Terrassés, on l’a vu, jusque dans l’intimité de leur identité sexuelle, les êtres humains n’ont, hélas, plus les moyens de représailles d’envergure ; ils réagissent avec l’empressement et la maladresse que 888(requiert)requièrent l’urgence de ralentir un tant soit peu la cadence de leur dissolution. Et le plus souvent, à une époque aussi loufoque que la nôtre, cela revient littéralement à courir chez le tatoueur. C’est ce que nous nous devons bien d’appeler le « syndrome Parménide », cette dégénérescence de la pensée de l’être en une pratique qui était, il n’y a pas si longtemps, le seul apanage des motards. Le tatou incarne l’un des derniers stigmates visibles d’un déni du devenir, l’une des dernières citadelles fortifiées en vue de contrer l’évanescence du monde et des choses. Car telle est bien l’exubérante prétention du tatoué : exhiber aux yeux du monde sa conviction que « les temps ne changent pas », et que son identité, à l’abri de l’écoulement général, est un havre de fixité imprenable. C’est ainsi que par un geste aussi hardi qu’insouciant, le tatoué imprime désespérément sur son corps un rappel fictif de sa permanence intérieure, comme s’il pouvait, tel un alchimiste, moyennant seulement un peu d’encre et une mince aiguille, transmuer la vile contingence de sa vie en une sorte de nécessité infrangible.

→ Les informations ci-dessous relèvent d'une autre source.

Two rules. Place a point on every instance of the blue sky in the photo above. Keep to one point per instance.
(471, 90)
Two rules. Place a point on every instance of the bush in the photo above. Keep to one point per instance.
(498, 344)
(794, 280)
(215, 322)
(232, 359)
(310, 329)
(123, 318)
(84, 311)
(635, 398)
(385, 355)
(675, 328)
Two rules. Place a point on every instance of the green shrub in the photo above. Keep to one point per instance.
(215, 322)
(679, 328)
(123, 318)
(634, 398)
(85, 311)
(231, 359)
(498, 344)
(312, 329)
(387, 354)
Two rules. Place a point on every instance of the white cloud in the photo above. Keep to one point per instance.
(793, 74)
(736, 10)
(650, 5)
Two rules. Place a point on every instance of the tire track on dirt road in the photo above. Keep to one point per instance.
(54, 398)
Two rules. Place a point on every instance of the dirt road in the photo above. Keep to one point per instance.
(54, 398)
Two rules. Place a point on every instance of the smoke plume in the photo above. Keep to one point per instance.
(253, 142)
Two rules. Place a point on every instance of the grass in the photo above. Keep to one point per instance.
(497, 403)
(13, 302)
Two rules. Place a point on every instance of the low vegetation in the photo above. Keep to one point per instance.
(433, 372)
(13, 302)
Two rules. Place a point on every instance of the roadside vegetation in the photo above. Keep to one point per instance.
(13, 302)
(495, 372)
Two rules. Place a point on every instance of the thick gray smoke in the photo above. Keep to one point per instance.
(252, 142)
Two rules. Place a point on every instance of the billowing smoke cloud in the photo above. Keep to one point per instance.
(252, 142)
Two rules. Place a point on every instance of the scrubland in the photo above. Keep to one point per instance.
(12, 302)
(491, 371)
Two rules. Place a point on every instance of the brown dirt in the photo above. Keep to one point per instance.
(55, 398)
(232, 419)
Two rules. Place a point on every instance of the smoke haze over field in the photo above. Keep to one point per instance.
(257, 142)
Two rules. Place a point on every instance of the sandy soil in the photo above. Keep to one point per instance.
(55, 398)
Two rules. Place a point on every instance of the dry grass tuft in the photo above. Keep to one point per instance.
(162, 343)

Malheureusement, rien n’y fait. La parade du tatoué perd en assurance ce qu’elle gagne en embarras et en affectation. Et voilà que le beau souvenir qu’était censé « immortaliser » son tatou se retourne en son contraire ; il aura suffi, par exemple, que son couple se flétrisse, que son attachement pour un ami d’enfance se brouille, que ses idées sur le monde se nuancent ou, plus simplement encore, que ses goûts esthétiques s’acheminent malgré lui dans une direction opposée. Les tatoueurs, loin d’être les « bergers de l’être » (Heidegger), sont plutôt ses plus impitoyables fossoyeurs, tant peut s’avérer cruelle l’humiliation publique qu’ils lui infligent. C’est là le destin honteux des tatouages : dépourvus de sens en soi, ils sont un jour ou l’autre trahis par l’oscillation de circonstances incertaines. Faut-il reconnaître là le malin travail d’Héraclite ? Je le crois. Seul lui peut modifier ainsi les décors, déplacer subtilement l’éclairage, de manière à ce que ce qui était pourtant la marque joyeuse d’une expérience passée apparaisse soudainement comme la plus gênante des verrues. Seul Héraclite peut être assez tortueux pour faire en sorte que le tatouage en vienne à transmettre le message exactement inverse de ce pour quoi il avait été brandi au départ. « Oui, déclare-t-il, abandonné tel un débris sur une partie quelconque du corps, les temps changent », tandis qu’une chose demeure à coup sûr inchangée : l’irrépressible tendance de l’homme qui arbore le tatouage à nier la friabilité de ses narrations. Or, je me demande bien comment, à présent, nous saurons préserver Parménide du fâcheux syndrome qui entache son nom.